Given two binary trees T1 and T2 having the same height, I would like to know how to check if the number of nodes of T1 is equal to the number of nodes in T2, for each value of depth D.
I wrote a predicate numberOfNodesatD(T, N, D) which calculates the number of nodes at a depth D, but I am not able to define in Prolog the equality between the number of nodes if N1 == N2.
Riffing off my answer to your earlier question, Prolog - Find the depth of an element in a binary tree,
We can use
visit(T,P,D) :- visit(T,0,P,D) .
visit( t(_,L,_) , N, P, D ) :- N1 is N+1, visit(L,N1,P,D) .
visit( t(P,_,_) , D, P, D ) .
visit( t(_,_,R) , N, P, D ) :- N1 is N+1, visit(R,N1,P,D) .
and do something like this:
node_count_by_depth(T,D,N) :-
findall( D, visit(T,_,D), Ds ) ,
msort(Ds,Ss)l ,
groups(Ss,Fs) .
groups( [] , [] ) .
groups( [X|Xs] , Ys ) :- groups(Xs, X:1, Ys ).
groups( [] , Y:N , [Y:N] ) . % the end of the source list is a sequence break.
groups( [X|Xs] , X:N , Ys ) :- % if we haven't hit a sequence break...
N1 is N+1 , % - increment the count
groups(Xs,X:N1,Ys) . % - and recurse down
groups( [X|Xs] , Y:N , [Y:N|Ys] ) :- % otherwise...
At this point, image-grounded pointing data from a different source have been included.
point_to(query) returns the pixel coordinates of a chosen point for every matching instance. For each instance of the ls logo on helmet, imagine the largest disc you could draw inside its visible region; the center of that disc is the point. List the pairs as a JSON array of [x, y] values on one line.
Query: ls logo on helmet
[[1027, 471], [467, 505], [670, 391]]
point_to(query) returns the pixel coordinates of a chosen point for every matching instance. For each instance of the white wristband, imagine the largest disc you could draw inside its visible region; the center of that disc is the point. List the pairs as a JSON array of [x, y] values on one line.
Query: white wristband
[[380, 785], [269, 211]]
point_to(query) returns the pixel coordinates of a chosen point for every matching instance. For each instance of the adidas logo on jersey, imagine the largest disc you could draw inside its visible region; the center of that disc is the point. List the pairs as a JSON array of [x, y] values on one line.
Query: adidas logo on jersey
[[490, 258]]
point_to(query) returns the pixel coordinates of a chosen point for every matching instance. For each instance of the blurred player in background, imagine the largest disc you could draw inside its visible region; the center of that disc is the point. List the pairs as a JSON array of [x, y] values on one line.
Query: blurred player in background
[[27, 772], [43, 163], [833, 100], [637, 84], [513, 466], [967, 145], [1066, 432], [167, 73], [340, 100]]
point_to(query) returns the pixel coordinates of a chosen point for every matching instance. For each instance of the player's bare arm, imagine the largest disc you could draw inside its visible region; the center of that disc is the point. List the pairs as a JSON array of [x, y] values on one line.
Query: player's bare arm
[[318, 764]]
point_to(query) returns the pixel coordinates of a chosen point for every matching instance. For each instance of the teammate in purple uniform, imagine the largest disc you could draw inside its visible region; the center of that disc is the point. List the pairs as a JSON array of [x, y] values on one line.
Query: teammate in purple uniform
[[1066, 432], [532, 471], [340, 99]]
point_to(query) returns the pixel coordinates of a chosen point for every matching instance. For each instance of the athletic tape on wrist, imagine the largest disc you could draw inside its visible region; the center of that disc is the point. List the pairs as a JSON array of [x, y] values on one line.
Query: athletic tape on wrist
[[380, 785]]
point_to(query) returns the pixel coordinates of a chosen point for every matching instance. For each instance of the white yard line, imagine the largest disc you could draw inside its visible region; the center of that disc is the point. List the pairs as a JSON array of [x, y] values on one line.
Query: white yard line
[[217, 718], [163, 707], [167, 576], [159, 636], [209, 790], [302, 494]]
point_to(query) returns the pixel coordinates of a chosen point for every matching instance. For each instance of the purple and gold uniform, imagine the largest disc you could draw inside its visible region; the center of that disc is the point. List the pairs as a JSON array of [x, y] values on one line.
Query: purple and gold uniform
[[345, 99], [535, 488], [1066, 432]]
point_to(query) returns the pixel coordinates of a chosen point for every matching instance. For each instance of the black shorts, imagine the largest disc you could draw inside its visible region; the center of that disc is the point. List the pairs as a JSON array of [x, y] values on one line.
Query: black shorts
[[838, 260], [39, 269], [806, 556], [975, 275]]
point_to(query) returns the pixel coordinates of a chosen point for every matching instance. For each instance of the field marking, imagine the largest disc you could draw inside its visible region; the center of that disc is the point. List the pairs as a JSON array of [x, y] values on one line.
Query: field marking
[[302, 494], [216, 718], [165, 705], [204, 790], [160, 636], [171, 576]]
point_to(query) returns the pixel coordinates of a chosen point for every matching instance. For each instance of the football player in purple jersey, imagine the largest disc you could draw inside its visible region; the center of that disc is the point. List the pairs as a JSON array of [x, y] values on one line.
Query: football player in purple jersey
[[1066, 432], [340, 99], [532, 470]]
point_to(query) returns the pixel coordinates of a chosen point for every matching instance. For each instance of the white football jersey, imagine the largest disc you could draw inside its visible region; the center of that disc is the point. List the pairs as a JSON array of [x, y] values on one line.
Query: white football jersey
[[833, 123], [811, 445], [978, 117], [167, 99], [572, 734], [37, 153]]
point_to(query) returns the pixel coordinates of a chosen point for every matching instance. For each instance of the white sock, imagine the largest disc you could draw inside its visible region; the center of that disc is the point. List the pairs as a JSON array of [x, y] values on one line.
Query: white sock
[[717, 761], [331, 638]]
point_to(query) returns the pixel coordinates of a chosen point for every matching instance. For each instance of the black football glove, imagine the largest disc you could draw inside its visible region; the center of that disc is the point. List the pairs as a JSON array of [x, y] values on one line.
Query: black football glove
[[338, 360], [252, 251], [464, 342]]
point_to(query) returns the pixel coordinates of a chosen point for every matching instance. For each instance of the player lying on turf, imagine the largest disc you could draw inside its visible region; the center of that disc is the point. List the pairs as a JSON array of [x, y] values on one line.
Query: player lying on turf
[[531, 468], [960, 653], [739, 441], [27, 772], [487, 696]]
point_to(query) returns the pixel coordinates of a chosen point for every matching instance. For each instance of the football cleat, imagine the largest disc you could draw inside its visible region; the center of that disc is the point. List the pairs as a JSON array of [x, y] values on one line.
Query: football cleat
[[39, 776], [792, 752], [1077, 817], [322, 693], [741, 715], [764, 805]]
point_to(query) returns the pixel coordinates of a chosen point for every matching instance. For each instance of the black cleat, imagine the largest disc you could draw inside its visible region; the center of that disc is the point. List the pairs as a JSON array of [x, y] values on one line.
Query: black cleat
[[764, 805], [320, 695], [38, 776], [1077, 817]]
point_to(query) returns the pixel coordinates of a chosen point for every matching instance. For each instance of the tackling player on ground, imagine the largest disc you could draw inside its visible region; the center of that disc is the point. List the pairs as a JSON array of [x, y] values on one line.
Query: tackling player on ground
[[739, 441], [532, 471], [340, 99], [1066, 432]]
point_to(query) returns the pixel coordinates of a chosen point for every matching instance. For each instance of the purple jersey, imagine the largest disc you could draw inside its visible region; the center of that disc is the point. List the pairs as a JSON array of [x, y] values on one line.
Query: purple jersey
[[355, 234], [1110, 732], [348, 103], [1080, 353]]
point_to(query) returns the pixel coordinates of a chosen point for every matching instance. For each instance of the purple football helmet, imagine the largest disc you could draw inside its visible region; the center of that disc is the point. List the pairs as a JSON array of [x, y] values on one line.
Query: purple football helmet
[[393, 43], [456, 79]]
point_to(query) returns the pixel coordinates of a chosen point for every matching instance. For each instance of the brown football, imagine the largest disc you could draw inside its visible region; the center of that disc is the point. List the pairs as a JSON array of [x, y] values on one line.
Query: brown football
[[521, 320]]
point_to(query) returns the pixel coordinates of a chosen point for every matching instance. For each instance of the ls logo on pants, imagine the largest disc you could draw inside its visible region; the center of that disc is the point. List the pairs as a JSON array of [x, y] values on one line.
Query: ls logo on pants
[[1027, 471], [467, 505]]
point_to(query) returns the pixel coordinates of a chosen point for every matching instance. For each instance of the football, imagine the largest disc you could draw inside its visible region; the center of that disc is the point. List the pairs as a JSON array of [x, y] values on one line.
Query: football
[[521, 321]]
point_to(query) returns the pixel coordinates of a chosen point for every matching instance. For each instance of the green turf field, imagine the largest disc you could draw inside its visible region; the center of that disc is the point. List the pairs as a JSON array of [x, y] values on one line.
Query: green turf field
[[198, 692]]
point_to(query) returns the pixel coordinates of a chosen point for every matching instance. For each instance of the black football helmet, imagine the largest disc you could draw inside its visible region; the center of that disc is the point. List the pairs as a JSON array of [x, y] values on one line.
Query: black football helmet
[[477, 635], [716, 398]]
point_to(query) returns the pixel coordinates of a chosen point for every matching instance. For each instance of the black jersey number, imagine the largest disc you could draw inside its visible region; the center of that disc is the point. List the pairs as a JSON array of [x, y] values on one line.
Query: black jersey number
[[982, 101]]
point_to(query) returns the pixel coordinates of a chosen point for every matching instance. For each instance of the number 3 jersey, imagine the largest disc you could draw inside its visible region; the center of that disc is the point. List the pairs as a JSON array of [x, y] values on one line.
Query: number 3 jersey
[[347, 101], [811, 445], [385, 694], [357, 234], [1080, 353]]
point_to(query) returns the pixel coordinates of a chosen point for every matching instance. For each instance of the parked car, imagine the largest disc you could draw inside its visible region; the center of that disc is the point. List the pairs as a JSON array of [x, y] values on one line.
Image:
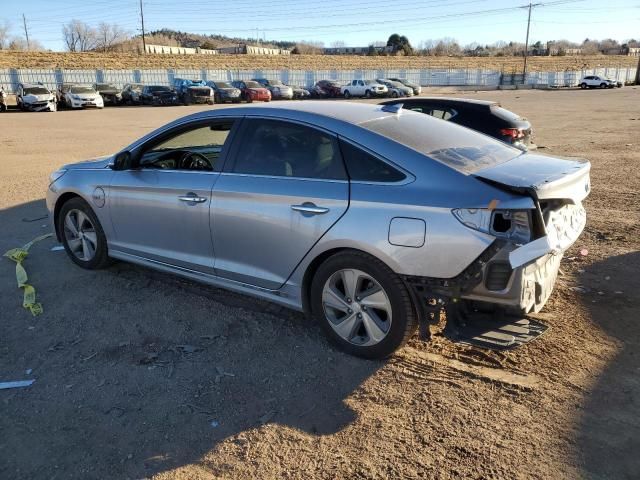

X \= Y , % - we have hit a sequence break,
groups(Xs,X:1,Ys) % - recurse down, having moved the tuple to the result list
. % Easy!
And once you have that, then it's a matter of:
same_number_of_nodes_at_depth(T1,T2,D,N) :-
node_count_by_depth(T1,L1),
node_count_by_depth(T2,L2),
member( D:N, L1 ),
member( D:N, L2 ).